Author Response File: Author Response.docx
Reviewer 3 Report
An interesting paper; however, the authors presented their data and analysis in the manner that vitamin A deficiency, as evidenced by low serum vitamin A concentrations, worsens outcomes for patients with covid-19 disease. Unfortunately, this analysis does not confirm these assumptions. The authors attempted to briefly address this issue in the limitations of the study but is woefully inadequate. I think the authors need to be clearer that this paper is a presentation of a hypothesis and not proving. My suggestions are as follows:
I would suggest the authors consider a title change to read something like: Vitamin A plasma concentrations in COVID-19 patients: A prospective multicenter study and hypothesis.
It should be discussed that during inflammation or critical illness there is a reprioritization of hepatic protein synthesis. Transport protein synthesis is decreased whereas acute phase proteins are increased. C reactive protein concentrations were elevated, particularly for those with severe illness or critical illness. This may explain the decreased vitamin A concentrations as retinol binding protein concentration decreases during acute illness.

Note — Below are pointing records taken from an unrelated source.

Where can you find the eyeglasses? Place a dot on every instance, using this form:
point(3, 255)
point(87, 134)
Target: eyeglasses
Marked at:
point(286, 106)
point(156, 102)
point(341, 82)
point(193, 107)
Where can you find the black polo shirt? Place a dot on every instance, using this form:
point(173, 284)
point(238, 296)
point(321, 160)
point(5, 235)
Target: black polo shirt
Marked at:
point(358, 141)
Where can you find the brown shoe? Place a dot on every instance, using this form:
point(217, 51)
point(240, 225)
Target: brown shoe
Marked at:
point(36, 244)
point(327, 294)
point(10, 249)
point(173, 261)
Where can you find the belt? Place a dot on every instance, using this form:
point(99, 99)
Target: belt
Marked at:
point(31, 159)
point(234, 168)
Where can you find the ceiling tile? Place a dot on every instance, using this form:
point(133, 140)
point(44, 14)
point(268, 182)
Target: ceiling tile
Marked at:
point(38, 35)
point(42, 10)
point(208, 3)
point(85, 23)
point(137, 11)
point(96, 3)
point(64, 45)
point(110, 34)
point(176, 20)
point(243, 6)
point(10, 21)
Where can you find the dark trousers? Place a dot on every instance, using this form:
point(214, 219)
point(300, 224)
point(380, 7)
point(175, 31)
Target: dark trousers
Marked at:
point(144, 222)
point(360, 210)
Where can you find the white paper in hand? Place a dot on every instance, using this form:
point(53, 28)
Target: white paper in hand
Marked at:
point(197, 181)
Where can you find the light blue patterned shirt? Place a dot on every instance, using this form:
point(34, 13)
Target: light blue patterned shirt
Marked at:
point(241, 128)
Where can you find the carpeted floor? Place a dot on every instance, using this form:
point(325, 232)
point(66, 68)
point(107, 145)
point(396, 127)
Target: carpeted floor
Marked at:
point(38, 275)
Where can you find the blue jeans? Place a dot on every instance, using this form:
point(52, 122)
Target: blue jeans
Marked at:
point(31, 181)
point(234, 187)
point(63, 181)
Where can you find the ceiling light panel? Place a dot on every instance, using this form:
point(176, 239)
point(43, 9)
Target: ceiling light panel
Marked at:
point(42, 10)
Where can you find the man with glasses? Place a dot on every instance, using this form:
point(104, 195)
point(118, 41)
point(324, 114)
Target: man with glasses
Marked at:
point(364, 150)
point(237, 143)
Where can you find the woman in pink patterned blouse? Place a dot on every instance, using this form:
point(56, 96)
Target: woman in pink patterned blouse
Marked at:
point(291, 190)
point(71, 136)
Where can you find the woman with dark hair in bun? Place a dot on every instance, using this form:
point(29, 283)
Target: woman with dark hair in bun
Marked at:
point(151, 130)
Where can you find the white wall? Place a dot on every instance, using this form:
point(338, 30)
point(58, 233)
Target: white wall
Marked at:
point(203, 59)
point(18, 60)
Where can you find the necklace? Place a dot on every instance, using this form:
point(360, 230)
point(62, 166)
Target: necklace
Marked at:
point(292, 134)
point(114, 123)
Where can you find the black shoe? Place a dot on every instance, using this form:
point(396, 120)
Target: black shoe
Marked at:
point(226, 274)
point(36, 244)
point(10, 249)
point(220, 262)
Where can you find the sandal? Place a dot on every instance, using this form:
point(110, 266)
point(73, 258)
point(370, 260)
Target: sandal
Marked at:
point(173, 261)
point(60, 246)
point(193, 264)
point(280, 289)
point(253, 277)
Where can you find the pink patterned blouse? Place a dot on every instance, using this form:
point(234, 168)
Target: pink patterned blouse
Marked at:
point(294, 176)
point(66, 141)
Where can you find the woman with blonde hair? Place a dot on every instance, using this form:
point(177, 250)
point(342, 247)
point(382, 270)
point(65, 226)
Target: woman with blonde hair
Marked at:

Without free (unbound) vitamin A concentrations (which should be included as a limitation of this study), we do not know if a vitamin A deficiency truly exists in the face of acute illness due to a decrease in RBP.
Table 1. Post-hoc pairwise comparisons should be done to ascertain which groups differ from each other for the variables.
Figure 1. Are all these linear regressions necessary (e.g., LDH, ALT, GGT)? CRP, Ferritin, and Albumin are the most interesting and appears to correspond with known reprioritization process.
Figure 2. Using the mann-whitney u test is incorrect for pairwise comparisons (due to an alpha error) unless a Bonferroni correction is applied with non-parametric multiple groups. Dunn’s multiple comparison test via Kruskall Wallis ANOVA can also be used.
Figure 3. Statistical inference should be applied.
Lines 241-245. The relationship that patients with vitamin A less < 2 mg/L developed ARDS at a higher rate is overreaching. One can also suggest that those with ARDS (and more inflammation) had a lower vitamin A concentration. This needs to be clarified.
Author Response
Please see the attachment.
Author Response File: Author Response.docx
Round 2
Reviewer 2 Report
The authors have addressed my concerns.